Academic Standards Network: An iSchool success story

In 1996, University of Washington Information School (iSchool) Professors Stuart Sutton and Mike Eisenberg, then at the Syracuse University, wanted to solve an information problem: How do you effectively map K-12 learning resources, like teachers’ lessons plans, to state academic standards so educators could find and use them in the classroom?

“At that time, competency frameworks were becoming more and more critical to effectively designing learning experiences and resources that met K-12 student needs and in assessing whether what a student should be learning had been learned,” says Sutton, now iSchool associate professor emeritus.

Early attempts to solve this problem involved hand-entering descriptive metadata into GEM (Gateway to Education Materials), a software system developed at the Information Institute at Syracuse under the direction of Eisenberg. The results were error-prone and, as Sutton describes it, “so pitiful that it was never exposed to the public.”

Sutton didn’t give up. Now at the iSchool, he started work again in 2001 with Syracuse Professor Liz Liddy and funding from the National Science Foundation (NSF). Continued NSF support and additional funding from the Bill & Melinda Gates Foundation, along with a new collaborator, JES & Co, a non-profit organization dedicated to education of youth, resulted in the Achievement Standards Network (ASN).

Today, ASN is a highly successful and freely available resource description framework that has grown to incorporate 400,000 learning outcomes. As of March 1, 2014, JES & Co. transferred operations and future development of the ASN and its cloud-based services and resources to Desire2Learn (D2L) under license from the University of Washington and JES & Co. D2L is a global company serving education and training based in Canada with a commitment to maintenance of open public access to the ASN.

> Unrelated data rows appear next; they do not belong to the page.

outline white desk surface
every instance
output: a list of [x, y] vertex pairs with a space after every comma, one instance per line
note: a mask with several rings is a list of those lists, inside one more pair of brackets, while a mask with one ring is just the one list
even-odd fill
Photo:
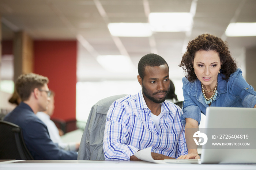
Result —
[[0, 161], [1, 170], [256, 170], [256, 164], [195, 165], [157, 164], [143, 161]]

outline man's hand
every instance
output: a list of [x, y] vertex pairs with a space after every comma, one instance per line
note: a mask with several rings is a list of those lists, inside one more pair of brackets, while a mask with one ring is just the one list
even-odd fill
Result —
[[168, 156], [164, 155], [162, 154], [157, 154], [154, 152], [151, 152], [151, 155], [152, 156], [153, 159], [155, 160], [171, 159], [175, 159], [175, 158], [168, 157]]
[[200, 159], [200, 157], [196, 154], [191, 153], [180, 156], [177, 159]]
[[[151, 155], [155, 160], [163, 160], [163, 159], [174, 159], [173, 158], [168, 157], [168, 156], [160, 154], [157, 154], [154, 152], [151, 152]], [[131, 156], [130, 157], [130, 161], [141, 161], [137, 157], [134, 155]]]

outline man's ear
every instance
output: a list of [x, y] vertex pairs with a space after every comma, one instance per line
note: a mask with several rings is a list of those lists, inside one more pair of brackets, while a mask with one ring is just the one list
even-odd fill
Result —
[[35, 88], [32, 91], [31, 95], [33, 95], [35, 98], [38, 98], [40, 95], [39, 92], [39, 90], [37, 88]]
[[137, 76], [137, 78], [138, 79], [138, 81], [140, 85], [142, 85], [142, 79], [140, 77], [139, 75], [138, 75]]

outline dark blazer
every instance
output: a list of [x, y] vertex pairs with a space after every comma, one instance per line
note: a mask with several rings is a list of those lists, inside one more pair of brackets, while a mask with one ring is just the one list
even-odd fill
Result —
[[4, 120], [20, 126], [27, 147], [35, 159], [76, 160], [77, 152], [60, 148], [50, 138], [46, 125], [22, 102]]

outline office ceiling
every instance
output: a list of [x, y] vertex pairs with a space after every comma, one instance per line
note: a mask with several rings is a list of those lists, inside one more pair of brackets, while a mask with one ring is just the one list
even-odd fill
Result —
[[[256, 46], [256, 37], [227, 37], [230, 22], [256, 22], [254, 0], [0, 0], [2, 22], [14, 31], [24, 30], [34, 39], [75, 39], [79, 43], [78, 81], [136, 80], [138, 63], [149, 53], [163, 57], [172, 79], [184, 76], [179, 64], [189, 40], [208, 33], [227, 40], [233, 57], [244, 64], [245, 49]], [[150, 12], [194, 14], [189, 32], [154, 32], [150, 37], [112, 36], [108, 24], [148, 22]], [[3, 39], [11, 32], [2, 28]], [[132, 73], [112, 73], [97, 61], [98, 55], [125, 55], [134, 65]], [[125, 65], [125, 63], [119, 64]]]

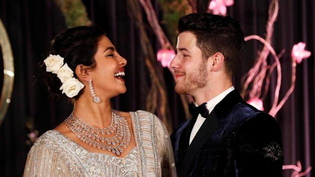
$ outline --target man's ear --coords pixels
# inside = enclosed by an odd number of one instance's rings
[[[211,71],[218,71],[223,66],[224,57],[222,53],[217,52],[210,56]]]
[[[88,82],[90,79],[90,76],[88,74],[88,71],[91,68],[83,64],[78,64],[76,68],[76,74],[78,78],[81,80]]]

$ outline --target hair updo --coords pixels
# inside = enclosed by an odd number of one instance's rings
[[[50,54],[60,55],[64,58],[64,63],[67,64],[74,72],[74,76],[78,78],[76,68],[78,64],[83,64],[91,68],[96,66],[94,56],[98,42],[105,36],[102,32],[90,26],[82,26],[65,30],[52,40],[46,56]],[[44,61],[41,61],[40,64],[40,77],[52,96],[69,98],[60,90],[62,83],[57,74],[46,72],[46,66]],[[74,98],[78,98],[80,92]]]

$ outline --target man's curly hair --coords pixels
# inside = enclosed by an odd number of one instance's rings
[[[209,13],[190,14],[180,18],[178,30],[180,33],[188,32],[194,34],[204,60],[216,52],[222,54],[226,74],[232,76],[245,46],[244,34],[235,20]]]

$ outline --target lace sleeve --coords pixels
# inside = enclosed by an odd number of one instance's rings
[[[70,174],[58,154],[38,140],[28,155],[24,176],[66,176]]]
[[[238,176],[281,176],[283,152],[279,126],[270,116],[260,114],[243,124],[236,134]]]
[[[161,174],[162,176],[176,176],[176,168],[174,160],[172,142],[166,127],[156,116],[156,132],[157,139],[158,151],[161,159]]]

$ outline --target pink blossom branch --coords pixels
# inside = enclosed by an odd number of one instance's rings
[[[139,0],[139,2],[144,10],[148,20],[156,35],[158,36],[158,39],[161,46],[162,48],[168,48],[173,50],[170,43],[158,23],[156,15],[151,4],[151,1],[150,0]]]
[[[312,170],[312,166],[310,166],[304,172],[300,172],[302,170],[302,165],[300,160],[296,162],[296,166],[294,164],[288,164],[282,166],[282,170],[292,169],[294,171],[291,174],[291,177],[300,177],[304,176],[308,174]]]
[[[189,0],[189,4],[192,8],[192,12],[197,12],[197,3],[196,0]]]
[[[274,104],[272,105],[272,108],[276,107],[277,106],[277,104],[278,102],[278,98],[279,98],[279,92],[280,91],[280,86],[281,86],[281,65],[280,64],[280,62],[279,60],[279,58],[277,56],[276,54],[276,52],[274,50],[274,48],[271,46],[271,45],[268,43],[266,40],[265,40],[263,38],[256,36],[256,35],[252,35],[248,36],[245,38],[245,41],[248,41],[250,40],[256,40],[262,44],[264,44],[265,46],[268,48],[268,50],[272,53],[274,58],[275,62],[276,64],[276,68],[277,68],[277,73],[278,73],[278,78],[277,78],[277,84],[276,86],[276,91],[274,92]]]
[[[281,57],[283,55],[283,54],[285,52],[286,52],[285,50],[284,49],[282,50],[281,50],[281,52],[280,52],[280,54],[278,54],[278,58],[281,58]],[[276,63],[274,62],[274,64],[272,64],[272,65],[271,66],[268,67],[269,68],[269,71],[268,72],[268,74],[267,75],[267,76],[266,77],[266,83],[264,86],[264,96],[262,98],[262,100],[264,100],[264,98],[266,97],[266,96],[267,96],[267,94],[268,93],[268,90],[269,90],[269,84],[270,83],[270,78],[271,77],[271,75],[276,66]]]
[[[290,88],[288,90],[286,93],[286,96],[280,102],[279,104],[276,106],[272,106],[272,108],[269,112],[269,114],[274,116],[276,114],[276,113],[279,111],[279,110],[282,108],[284,106],[286,100],[288,98],[288,97],[290,96],[291,94],[294,90],[294,88],[296,86],[296,62],[295,60],[292,59],[292,76],[291,78],[291,86],[290,86]]]

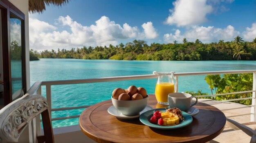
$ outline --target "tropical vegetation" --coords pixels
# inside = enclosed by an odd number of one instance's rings
[[[212,95],[214,94],[226,94],[236,92],[252,90],[253,80],[252,73],[207,75],[204,80],[209,86]],[[193,96],[208,95],[207,93],[202,92],[200,90],[195,92],[187,91]],[[212,100],[223,101],[229,99],[251,97],[252,92],[241,94],[231,94],[225,95],[208,97],[204,98]],[[234,102],[247,105],[252,105],[252,99],[234,101]]]
[[[32,55],[39,58],[74,58],[138,60],[256,60],[256,37],[252,42],[245,42],[237,36],[231,42],[220,40],[218,42],[203,44],[197,39],[194,42],[184,38],[183,43],[167,44],[134,40],[125,45],[83,46],[64,48],[57,51],[30,50]]]

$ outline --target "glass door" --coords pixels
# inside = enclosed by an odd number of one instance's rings
[[[4,71],[3,70],[2,46],[2,18],[0,9],[0,107],[4,105]]]
[[[23,95],[25,88],[22,79],[24,47],[22,39],[22,20],[10,14],[10,37],[11,94],[12,100]]]

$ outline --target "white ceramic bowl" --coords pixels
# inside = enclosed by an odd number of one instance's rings
[[[142,111],[148,103],[148,95],[142,99],[136,100],[118,100],[111,97],[114,106],[122,114],[126,116],[134,116]]]

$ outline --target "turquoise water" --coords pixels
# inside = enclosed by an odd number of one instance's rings
[[[153,71],[177,73],[256,69],[256,61],[144,61],[77,59],[41,59],[31,61],[30,81],[82,79],[151,74]],[[204,79],[205,75],[179,77],[179,92],[186,91],[210,93]],[[131,85],[143,87],[148,93],[154,93],[156,79],[92,84],[53,86],[53,108],[91,105],[110,99],[112,91],[119,87],[127,88]],[[42,94],[45,96],[45,87]],[[80,114],[84,110],[56,111],[52,117]],[[53,121],[53,128],[77,125],[78,118]]]

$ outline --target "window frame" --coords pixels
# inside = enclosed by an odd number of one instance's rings
[[[3,77],[4,83],[4,105],[6,106],[13,101],[10,56],[10,16],[11,13],[20,19],[21,22],[22,86],[24,94],[27,92],[25,15],[7,0],[0,0],[0,9],[1,10],[2,16],[2,42],[3,68]],[[4,36],[3,35],[7,36]]]

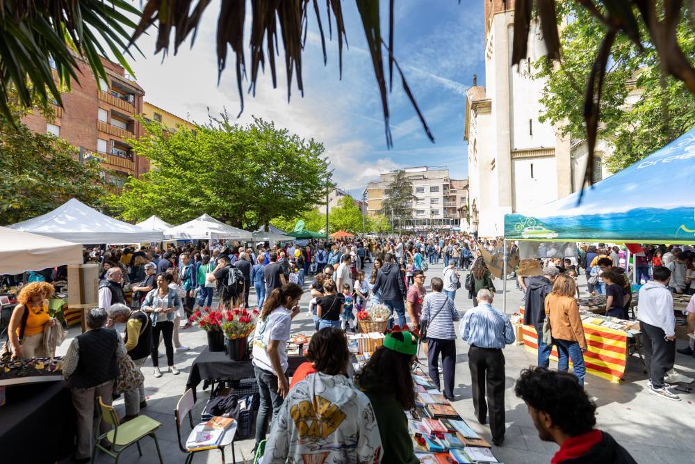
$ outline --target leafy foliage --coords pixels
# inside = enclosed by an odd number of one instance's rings
[[[541,102],[541,121],[561,127],[564,135],[586,136],[582,83],[589,79],[593,57],[601,45],[603,24],[587,10],[572,2],[558,7],[558,16],[573,21],[562,30],[562,63],[541,58],[536,77],[547,79]],[[684,18],[678,29],[678,44],[695,56],[695,31]],[[677,138],[695,125],[695,105],[685,84],[673,77],[663,79],[653,46],[639,47],[626,35],[616,35],[610,48],[610,63],[603,79],[598,136],[610,141],[614,152],[605,161],[616,171],[627,167]],[[630,93],[639,92],[630,104]]]
[[[81,164],[77,149],[24,124],[0,131],[0,223],[44,214],[70,198],[100,205],[106,186],[95,160]]]
[[[413,195],[413,183],[406,176],[405,171],[395,173],[393,180],[384,189],[384,197],[379,214],[393,218],[405,221],[413,217],[413,202],[416,197]]]
[[[231,225],[255,230],[271,219],[293,217],[320,201],[328,176],[323,145],[300,138],[272,122],[245,127],[226,113],[194,132],[170,133],[142,121],[148,135],[133,150],[152,169],[130,178],[110,199],[126,220],[156,214],[181,223],[208,213]]]
[[[132,74],[121,51],[136,25],[129,15],[139,17],[140,12],[127,0],[0,0],[0,113],[10,124],[17,122],[10,88],[25,107],[37,99],[63,106],[60,87],[79,82],[81,58],[104,79],[100,57],[110,54]]]

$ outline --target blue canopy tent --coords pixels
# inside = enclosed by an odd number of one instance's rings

ASN provides users with a digital catalog of standards that can be viewed, searched, downloaded and applied to curriculum. Each standard within the system is identified by an ID number. Users, such as a textbook or digital curriculum publisher, could use ASN to map pieces of their content to Common Core standards, as an example. The same curriculum could be aligned with other related learning activities through that ID number to address the same standard.

The ASN impact is very broad, according to Sutton. “We see the ASN data utilized in public and private sector applications such as ePortfolios and internal student reporting systems as competency-based teaching and learning put down deep roots into systems development in order to accommodate demands for more precise data on student learning.

“There is an extensive role for such data in support of longitudinal policy research into the efficacy of individual and aggregate frameworks and their correlation to actual student learning. In other words, the ASN data is a treasure-trove of data to help address education policy development and analysis of actual learning outcomes.”

Sutton used the Education Department as an example of the value of ASN: “One of the U.S. Department of Education's regional labs wanted to understand why students in a certain region of the U.S. did well on their state assessments and poorly on the National Assessments of Education Progress (NAEP). The causes could range from regional socio-economic factors through the quality of educational experiences to watered-down state standards. They turned to the ASN as the only public access point to machine-readable data on the state and NAEP competency frameworks to see if they could ferret out potential causes. 

“The result of the analysis of the ASN data was that a key issue leading to the misalignment was a critical difference in timing of student exposure in the states to learn experiences resulting in the competencies tested by NAEP.  Not only were they able to reach this conclusion as to a partial reason for the discrepancy, they were able to isolate the exact points state-by-state of the divergence (alignment gaps) at the level of individual competency assertions.”

Going forward, Sutton believes ASN is in good hand with D2L. “The process leading to the selection of D2L as the future home for the ASN was rigorous and involved engagement with over 12 candidate organizations selected from across public, private, governmental, and quasi-governmental sectors. The selection of D2L to lead ASN into the future was based on our conclusion that long-term sustainability of the ASN could be achieved only through private sector engagement.”

He also thinks about how the iSchool can best work with its own creation.

“The ASN could be a powerfully instrument in many potential research agendas. I envision many researchers picking up this baton and running with it -- in our iSchool here at UW, in other iSchools, in colleges of education, in policy think tanks, in labs looking at things like digital badging, personalized learning, big data and learning analytics.

“What began as an information problem for myself and Mike Eisenberg to solve evolved as the web changed the very nature of the education and training ecosystem. I hope the ASN continues to ride that wave of research and development.”